Theoretisch. In der Praxis spüre und sehe ich bei den ersten zwei Punkten keinen Unterschied zwischen 240 und 360 Hertz. Dazu muss ich allerdings sagen: Meine Shooter-Skills sind grottenschlecht. Ich bin sicher, dass Profis etwas vom extrem kurzen Input-Lag haben. Und auch bei der Wahrnehmung von hohen Framerates sind gemäss einer neuen Studie nicht alle Menschen gleich sensibel.
Nur die bessere Klarheit von bewegten Objekten sehe auch ich – wenn ich mich explizit darauf achte. So wirkt das Test-Ufo zum Beispiel schärfer als mit 240 Hertz, wenn ich ihm mit den Augen folge.
Lohnt es sich, deshalb einen 360-Hertz-OLED zu kaufen? Ich finde: nur in Ausnahmefällen. Spielst du nicht ausschliesslich schnelle First Person Shooter, wird dir der Vorteil der hohen Framerate kaum auffallen. Dann bist du mit einem der neuen 4K-OLEDs besser bedient. Diese kosten zwar etwas mehr. Doch die grössere Bildfläche und die höhere Auflösung sind den Aufpreis allemal wert. Sie machen einen grösseren Unterschied als die 120 zusätzlichen Hertz des Odyssey OLED G6.
Genau wie der grossen Bruder braucht auch der neue 27-Zöller viel Leistung: 360 FPS in 1440p muss dein PC erstmal berechnen können. In Spielen wie Overwatch oder Halo Infinite schafft mein System mit AMD Radeon 7900 XTX das problemlos. In grafikintensiven Spielen sind für solche Framerates aber Upscaling-Technologien nötig.
Office: Durchschnitt
Zum Arbeiten gibt es bessere Monitore als den Odyssey OLED G6. Kein Wunder, dafür ist er schliesslich nicht primär gedacht. Die Pixeldichte von 108 Pixel pro Zoll (ppi) ist nur Mittelmass. Immerhin reduziert das Subpixel-Muster der neuen QD-OLED-Generation die gefürchteten Farbsäume. So wirkt Text ausreichend scharf.
Nach ein paar Minuten Inaktivität dimmt der Bildschirm runter, um sich vor Burn-in zu schützen. Das passiert aber nur bei komplett statischem Bildinhalt. Schon eine Mausbewegung reicht, damit er wieder in normaler Helligkeit leuchtet.

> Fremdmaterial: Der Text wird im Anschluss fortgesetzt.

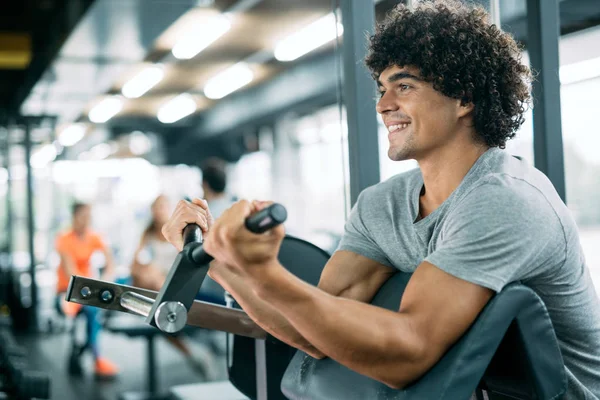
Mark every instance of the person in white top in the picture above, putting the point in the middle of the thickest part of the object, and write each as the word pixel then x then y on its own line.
pixel 214 186
pixel 151 263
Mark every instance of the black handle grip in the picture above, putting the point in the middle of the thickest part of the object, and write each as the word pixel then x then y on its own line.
pixel 259 222
pixel 266 218
pixel 192 234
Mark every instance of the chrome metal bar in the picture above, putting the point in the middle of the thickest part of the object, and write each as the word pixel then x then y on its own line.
pixel 136 303
pixel 107 295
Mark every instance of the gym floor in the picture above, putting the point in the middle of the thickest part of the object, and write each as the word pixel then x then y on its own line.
pixel 49 353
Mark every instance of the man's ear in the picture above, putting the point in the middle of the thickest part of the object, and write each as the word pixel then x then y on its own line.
pixel 464 108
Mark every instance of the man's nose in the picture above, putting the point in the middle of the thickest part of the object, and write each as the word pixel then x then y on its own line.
pixel 386 103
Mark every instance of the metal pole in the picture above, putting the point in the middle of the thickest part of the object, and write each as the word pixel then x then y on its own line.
pixel 9 225
pixel 30 227
pixel 151 367
pixel 542 44
pixel 358 17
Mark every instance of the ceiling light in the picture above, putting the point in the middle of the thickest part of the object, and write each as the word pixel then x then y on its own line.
pixel 139 143
pixel 200 37
pixel 580 71
pixel 142 82
pixel 42 156
pixel 105 110
pixel 177 108
pixel 100 151
pixel 228 81
pixel 308 38
pixel 71 134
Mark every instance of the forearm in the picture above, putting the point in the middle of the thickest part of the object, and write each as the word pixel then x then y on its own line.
pixel 264 314
pixel 372 341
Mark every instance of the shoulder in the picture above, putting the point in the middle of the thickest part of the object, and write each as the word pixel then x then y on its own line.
pixel 397 183
pixel 502 199
pixel 64 236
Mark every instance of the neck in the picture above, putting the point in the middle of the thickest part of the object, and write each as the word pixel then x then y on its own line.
pixel 211 196
pixel 444 170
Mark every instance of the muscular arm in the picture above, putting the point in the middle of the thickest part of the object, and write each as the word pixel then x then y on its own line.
pixel 393 347
pixel 347 274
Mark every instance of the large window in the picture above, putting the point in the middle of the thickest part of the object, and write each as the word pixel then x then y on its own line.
pixel 306 170
pixel 581 136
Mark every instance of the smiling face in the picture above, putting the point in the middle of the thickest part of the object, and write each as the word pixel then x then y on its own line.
pixel 419 119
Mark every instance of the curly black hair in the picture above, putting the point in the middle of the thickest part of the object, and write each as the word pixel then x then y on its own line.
pixel 464 56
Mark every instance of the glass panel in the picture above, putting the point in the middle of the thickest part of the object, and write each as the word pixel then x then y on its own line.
pixel 580 103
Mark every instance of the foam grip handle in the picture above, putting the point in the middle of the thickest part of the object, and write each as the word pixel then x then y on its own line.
pixel 192 234
pixel 259 222
pixel 266 218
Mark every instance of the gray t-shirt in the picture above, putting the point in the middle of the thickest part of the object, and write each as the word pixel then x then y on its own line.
pixel 504 223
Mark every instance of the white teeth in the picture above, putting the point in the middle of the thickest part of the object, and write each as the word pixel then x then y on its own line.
pixel 394 128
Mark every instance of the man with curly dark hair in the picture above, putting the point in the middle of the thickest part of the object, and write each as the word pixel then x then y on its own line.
pixel 470 220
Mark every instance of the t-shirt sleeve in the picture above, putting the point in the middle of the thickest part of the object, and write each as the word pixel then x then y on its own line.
pixel 61 244
pixel 498 235
pixel 357 237
pixel 98 242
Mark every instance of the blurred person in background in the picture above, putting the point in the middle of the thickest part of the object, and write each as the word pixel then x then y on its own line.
pixel 214 186
pixel 151 263
pixel 76 247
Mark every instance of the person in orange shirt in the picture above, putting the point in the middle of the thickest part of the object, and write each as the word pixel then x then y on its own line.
pixel 75 248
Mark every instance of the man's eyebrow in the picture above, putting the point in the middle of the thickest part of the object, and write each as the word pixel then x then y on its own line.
pixel 400 75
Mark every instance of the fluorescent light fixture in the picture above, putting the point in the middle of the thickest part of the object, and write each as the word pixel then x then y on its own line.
pixel 204 33
pixel 42 156
pixel 176 108
pixel 142 82
pixel 139 143
pixel 105 110
pixel 3 175
pixel 308 38
pixel 580 71
pixel 228 81
pixel 71 134
pixel 100 151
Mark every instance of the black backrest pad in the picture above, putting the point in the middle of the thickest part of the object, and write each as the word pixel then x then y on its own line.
pixel 458 373
pixel 306 261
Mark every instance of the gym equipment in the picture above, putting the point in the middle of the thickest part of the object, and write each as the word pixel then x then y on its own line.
pixel 17 380
pixel 510 352
pixel 174 306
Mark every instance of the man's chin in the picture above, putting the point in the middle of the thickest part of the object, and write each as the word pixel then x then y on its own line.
pixel 398 155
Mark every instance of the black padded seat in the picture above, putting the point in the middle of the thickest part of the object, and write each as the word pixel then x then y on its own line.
pixel 511 352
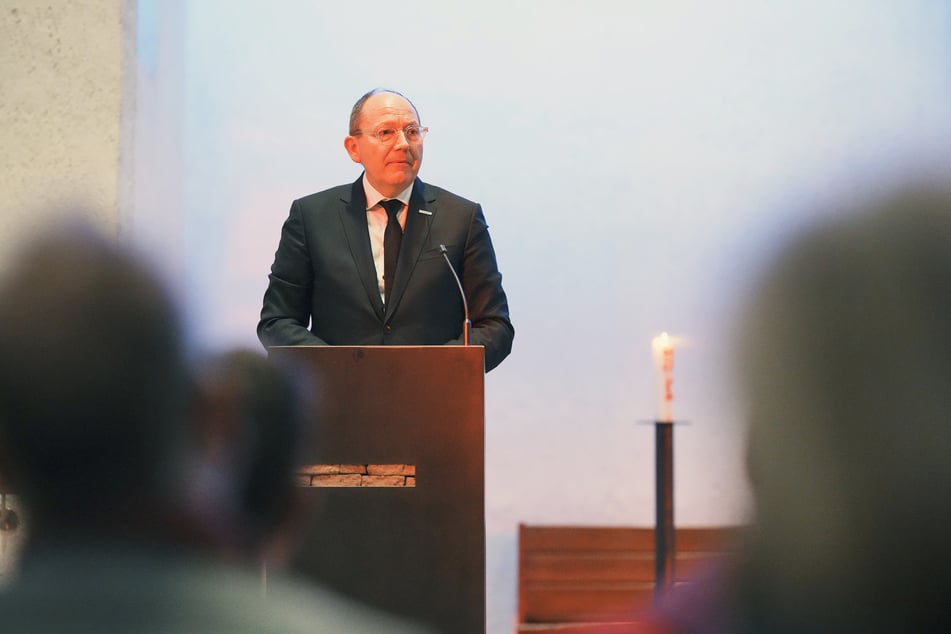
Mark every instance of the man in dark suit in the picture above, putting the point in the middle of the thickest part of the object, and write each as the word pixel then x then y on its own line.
pixel 362 264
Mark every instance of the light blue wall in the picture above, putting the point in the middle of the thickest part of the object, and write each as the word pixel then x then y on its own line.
pixel 637 161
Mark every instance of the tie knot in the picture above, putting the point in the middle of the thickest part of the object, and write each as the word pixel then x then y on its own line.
pixel 392 207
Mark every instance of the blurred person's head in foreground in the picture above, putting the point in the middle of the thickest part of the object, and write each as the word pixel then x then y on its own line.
pixel 94 387
pixel 846 355
pixel 252 428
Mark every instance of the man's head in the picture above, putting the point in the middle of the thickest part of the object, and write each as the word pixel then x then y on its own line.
pixel 94 385
pixel 386 137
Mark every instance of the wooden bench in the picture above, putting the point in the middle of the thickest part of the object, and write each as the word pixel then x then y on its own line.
pixel 574 579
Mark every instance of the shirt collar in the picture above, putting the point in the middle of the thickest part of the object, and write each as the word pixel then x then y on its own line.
pixel 374 197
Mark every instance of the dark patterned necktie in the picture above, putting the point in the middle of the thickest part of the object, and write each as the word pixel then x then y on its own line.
pixel 392 238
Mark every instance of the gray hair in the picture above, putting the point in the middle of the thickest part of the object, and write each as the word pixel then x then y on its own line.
pixel 358 107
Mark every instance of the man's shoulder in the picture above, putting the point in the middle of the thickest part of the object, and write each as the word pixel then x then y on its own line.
pixel 337 194
pixel 442 195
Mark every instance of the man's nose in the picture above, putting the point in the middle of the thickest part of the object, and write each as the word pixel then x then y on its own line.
pixel 401 138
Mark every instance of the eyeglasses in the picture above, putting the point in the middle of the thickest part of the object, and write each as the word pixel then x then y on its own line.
pixel 413 134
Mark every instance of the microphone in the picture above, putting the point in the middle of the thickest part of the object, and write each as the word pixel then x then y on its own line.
pixel 466 325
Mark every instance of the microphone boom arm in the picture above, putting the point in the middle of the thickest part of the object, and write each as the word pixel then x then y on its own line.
pixel 466 325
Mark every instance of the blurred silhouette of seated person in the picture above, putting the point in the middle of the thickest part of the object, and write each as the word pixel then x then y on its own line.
pixel 252 429
pixel 846 359
pixel 98 436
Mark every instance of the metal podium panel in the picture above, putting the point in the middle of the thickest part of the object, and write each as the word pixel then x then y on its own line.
pixel 417 551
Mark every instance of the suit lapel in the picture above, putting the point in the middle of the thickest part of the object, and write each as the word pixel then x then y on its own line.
pixel 415 236
pixel 353 216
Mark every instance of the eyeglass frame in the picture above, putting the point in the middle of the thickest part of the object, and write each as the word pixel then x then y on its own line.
pixel 423 130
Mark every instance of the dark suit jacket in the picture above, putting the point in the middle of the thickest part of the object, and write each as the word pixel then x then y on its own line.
pixel 323 274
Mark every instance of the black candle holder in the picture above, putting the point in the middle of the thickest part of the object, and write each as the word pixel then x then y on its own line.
pixel 664 531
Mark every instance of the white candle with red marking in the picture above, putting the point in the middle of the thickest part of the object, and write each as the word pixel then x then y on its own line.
pixel 663 349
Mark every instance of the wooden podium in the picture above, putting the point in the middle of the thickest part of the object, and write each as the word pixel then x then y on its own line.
pixel 418 551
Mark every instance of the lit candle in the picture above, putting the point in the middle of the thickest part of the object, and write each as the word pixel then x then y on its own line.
pixel 664 362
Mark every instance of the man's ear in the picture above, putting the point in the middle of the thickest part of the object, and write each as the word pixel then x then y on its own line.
pixel 350 143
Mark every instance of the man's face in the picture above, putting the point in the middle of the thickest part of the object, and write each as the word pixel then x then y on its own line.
pixel 390 166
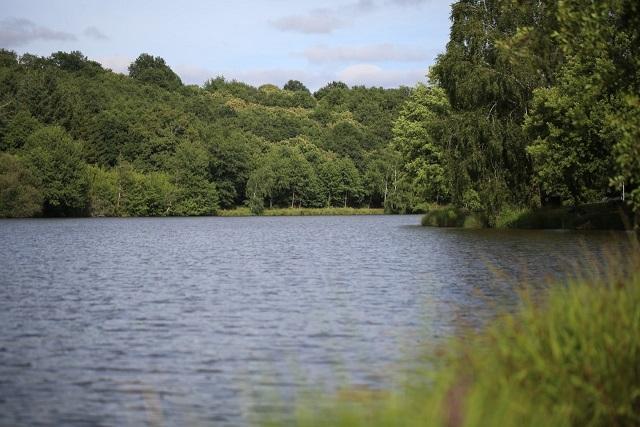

Nerviger finde ich die zweite Präventionsmassnahme gegen ungleichmässige Abnutzung: Pixel Shift. Der Monitor verschiebt das Bild im Minutentakt leicht. Es passiert gefühlt viel öfter und stärker als bei anderen Geräten . Deaktivieren lässt sich die Funktion nicht. Nachdem sie mir einmal aufgefallen ist, nehme ich sie ständig wahr.
Das Burn-in-Risiko bleibt wie bei allen OLED-Monitoren ein unberechenbarer Faktor. Je heisser das Panel wird, desto eher nutzen sich die einzelnen Pixel ungleichmässig ab. Der grössere Odyssey OLED G8 führte im Test die Wärme zum Glück effektiv ab. Ohne Vergleichsgerät kann ich das beim kleineren Bruder nicht verifizieren. Ich gehe wegen dem identischen Design aber davon aus, dass er ein ähnliches Kühlsystem hat.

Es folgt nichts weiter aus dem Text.